Has the Indian government passed a law that bans all Muslims from applying for an Indian citizenship?

We came across a post on X claiming that the Indian government has banned all Muslims from applying for citizenship in India.

While the post did not offer any additional information about the specific law being referenced, it seems to suggest its acceptance in India by stating “[i]magine if the West did this”, implying that the law might be rejected if proposed in Western countries.

Living in a multi-racial and multi-religious society like Singapore, these claims have the propensity to create or fuel religious tensions and therefore merit further investigation.

What law is the X post referring to?

Based on our research, it appears that the law mentioned in the X post likely refers to India’s Citizenship Amendment Act (CAA) which was passed in 2019. The act amended the existing Citizenship Act of 1955 which forbids illegal migrants from obtaining Indian citizenship.

According to the Indian government, the CAA is designed to accelerate citizenship applications for refugees belonging to 6 religious minority groups – Hindus, Parsis, Sikhs, Buddhists, Jains and Christians – who fled to India before 31 December 2014 due to religious persecution in neighbouring countries of Afghanistan, Bangladesh, and Pakistan. Eligible applicants under this law would qualify for citizenship in 5 years as opposed to the standard waiting period of 11 years for citizenship through naturalisation.

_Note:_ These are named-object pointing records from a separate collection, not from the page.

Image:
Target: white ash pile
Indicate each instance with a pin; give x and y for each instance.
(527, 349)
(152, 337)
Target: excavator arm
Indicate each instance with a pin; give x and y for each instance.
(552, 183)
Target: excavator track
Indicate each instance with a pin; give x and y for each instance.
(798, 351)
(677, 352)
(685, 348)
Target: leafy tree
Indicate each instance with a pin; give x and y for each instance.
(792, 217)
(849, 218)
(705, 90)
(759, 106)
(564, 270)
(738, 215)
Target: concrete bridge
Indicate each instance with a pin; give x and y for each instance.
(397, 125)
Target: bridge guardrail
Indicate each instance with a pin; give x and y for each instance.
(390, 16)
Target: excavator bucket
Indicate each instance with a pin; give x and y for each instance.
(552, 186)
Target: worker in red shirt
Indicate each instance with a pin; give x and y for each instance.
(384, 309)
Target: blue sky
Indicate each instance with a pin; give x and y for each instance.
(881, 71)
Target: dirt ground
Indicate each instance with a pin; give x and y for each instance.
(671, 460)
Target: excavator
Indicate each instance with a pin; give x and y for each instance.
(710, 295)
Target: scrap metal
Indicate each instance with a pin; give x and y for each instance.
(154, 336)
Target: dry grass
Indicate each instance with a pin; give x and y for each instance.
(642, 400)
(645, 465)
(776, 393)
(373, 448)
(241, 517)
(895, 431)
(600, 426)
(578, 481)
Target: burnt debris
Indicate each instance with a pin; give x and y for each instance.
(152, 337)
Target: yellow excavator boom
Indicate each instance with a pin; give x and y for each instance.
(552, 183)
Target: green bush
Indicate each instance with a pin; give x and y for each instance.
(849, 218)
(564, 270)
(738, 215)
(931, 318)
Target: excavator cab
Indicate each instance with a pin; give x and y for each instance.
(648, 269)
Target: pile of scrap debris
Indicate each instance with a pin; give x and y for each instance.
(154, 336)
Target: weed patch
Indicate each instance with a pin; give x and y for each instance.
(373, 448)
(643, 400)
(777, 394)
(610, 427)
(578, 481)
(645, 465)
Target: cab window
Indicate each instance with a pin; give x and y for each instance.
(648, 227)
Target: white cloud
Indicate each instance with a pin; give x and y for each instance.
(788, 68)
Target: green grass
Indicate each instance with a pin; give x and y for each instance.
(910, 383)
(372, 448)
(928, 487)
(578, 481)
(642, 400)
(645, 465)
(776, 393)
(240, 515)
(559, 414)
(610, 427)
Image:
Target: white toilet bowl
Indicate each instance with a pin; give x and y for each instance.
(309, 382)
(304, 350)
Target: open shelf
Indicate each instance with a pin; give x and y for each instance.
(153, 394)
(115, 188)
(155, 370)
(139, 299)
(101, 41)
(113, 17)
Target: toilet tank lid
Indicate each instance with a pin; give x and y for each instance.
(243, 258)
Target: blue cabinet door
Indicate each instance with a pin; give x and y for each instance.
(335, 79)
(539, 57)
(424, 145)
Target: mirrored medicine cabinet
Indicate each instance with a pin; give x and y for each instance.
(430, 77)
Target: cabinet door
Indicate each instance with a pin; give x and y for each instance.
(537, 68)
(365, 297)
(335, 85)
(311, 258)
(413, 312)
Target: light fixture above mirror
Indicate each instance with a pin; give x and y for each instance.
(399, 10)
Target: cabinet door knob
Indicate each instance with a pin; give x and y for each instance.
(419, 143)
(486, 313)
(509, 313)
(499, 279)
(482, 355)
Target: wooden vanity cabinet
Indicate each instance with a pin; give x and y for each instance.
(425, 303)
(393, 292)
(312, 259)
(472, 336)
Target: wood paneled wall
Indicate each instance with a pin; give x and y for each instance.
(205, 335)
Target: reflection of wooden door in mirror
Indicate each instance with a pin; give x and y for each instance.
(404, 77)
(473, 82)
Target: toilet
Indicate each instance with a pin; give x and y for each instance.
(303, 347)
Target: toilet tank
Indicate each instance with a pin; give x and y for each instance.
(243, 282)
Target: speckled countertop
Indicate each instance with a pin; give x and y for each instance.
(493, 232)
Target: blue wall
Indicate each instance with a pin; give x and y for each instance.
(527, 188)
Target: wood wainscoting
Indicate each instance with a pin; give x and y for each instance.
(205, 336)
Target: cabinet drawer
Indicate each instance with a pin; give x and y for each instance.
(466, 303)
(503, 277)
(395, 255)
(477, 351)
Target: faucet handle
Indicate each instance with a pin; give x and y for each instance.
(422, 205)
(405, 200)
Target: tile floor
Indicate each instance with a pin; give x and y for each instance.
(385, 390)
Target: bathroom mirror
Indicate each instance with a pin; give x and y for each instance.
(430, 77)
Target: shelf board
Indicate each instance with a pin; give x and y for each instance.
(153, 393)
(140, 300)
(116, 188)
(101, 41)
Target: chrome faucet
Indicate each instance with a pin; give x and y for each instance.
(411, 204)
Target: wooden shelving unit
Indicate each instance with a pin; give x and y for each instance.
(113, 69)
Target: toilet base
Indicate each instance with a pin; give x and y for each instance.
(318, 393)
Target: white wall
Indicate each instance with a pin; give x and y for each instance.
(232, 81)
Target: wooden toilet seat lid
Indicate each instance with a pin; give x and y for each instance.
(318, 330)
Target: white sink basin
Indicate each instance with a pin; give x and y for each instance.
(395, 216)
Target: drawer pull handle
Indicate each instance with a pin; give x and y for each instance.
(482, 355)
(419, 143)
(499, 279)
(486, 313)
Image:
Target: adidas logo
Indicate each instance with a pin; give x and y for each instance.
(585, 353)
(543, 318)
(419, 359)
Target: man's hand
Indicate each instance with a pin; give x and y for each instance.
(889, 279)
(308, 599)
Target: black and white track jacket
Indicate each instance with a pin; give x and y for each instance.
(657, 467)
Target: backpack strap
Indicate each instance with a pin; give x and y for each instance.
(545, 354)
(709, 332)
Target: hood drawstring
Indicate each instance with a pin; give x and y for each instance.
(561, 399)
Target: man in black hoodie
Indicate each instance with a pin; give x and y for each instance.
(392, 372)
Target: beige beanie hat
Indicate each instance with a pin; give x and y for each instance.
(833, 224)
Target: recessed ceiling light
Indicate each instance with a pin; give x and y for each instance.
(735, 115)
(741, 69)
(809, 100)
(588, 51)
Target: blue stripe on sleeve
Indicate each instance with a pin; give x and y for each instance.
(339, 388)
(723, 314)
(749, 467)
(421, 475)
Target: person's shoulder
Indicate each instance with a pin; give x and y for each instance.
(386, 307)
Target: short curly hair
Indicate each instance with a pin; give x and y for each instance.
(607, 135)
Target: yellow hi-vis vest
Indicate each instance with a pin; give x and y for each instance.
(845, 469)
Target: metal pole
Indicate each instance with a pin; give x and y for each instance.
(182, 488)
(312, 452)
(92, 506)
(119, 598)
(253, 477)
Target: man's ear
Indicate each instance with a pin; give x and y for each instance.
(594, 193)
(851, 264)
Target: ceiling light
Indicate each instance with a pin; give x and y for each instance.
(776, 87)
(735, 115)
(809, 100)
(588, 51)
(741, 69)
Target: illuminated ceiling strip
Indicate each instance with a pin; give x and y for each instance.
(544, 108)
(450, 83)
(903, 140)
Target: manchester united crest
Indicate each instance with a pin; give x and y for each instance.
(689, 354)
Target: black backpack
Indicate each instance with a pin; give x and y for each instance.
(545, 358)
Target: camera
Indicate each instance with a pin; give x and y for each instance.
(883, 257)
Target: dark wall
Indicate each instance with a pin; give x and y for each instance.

However, the CAA excludes Muslims, who form the religious majority in all 3 stated countries, and therefore do not face religious persecution in these countries. The government further avers that oppressed Muslims have the option to seek refuge in other Asian countries such as Malaysia and Indonesia while persecuted Hindus can only turn to India. Hence, it stated that Hindus and other minority groups should be given priority for citizenship.


Why is the CAA being talked about now?

Although the CAA was enacted in 2019, its implementation was delayed due to widespread protests that broke out in India in opposition to the legislation. These protests resulted in violent clashes, reportedly claiming the lives of over 100 people.

Critics of the CAA have raised concerns that the law contradicts constitutional values, such as equality, and legitimises prejudicial treatment against Muslims. Opponents of the law also highlighted that neither Muslim minorities facing persecution in neighbouring countries, such as the Rohingya Muslims from Myanmar, nor migrants from non-Muslim countries seeking refuge in India, such as the Sri Lankan Tamil refugees, are covered by the CAA. According to them, this discrepancy contradicts the Indian government’s claim that the law is designed to protect persecuted minorities.

Despite the controversy surrounding the CAA, the Indian government announced the rules for obtaining citizenship under the law on Monday, 11 March 2024, and moved to implement the act. Eligible applicants would have to prove, among others, their country of origin and their religion.

Reports suggest that the CAA was pushed for implementation before the upcoming general elections, notwithstanding opposition, in order to fulfill one of the key promises outlined in the 2019 election manifesto of the current ruling party, the Bharatiya Janata Party – to protect individuals from religious minority communities escaping persecution in neighbouring countries.


Are all Muslims banned from applying for an Indian citizenship?

While the CAA restricts Muslim refugees from Afghanistan, Bangladesh, and Pakistan from applying for citizenship through this particular legislation, there is no complete ban on all Muslims from applying for citizenship in India.

The Indian Citizenship Act permits non-Indian citizens, including Muslims, to apply for citizenship by fulfilling certain criteria, such as through naturalisation. This process requires the applicant to have resided in India for 11 years prior to their application.

Therefore, the claim that the Indian government has passed a law that bans all Muslims from applying for an Indian citizenship is false. The post appears to have conflated the Citizenship Amendment Act with the Citizenship Act, leading to a misleading interpretation.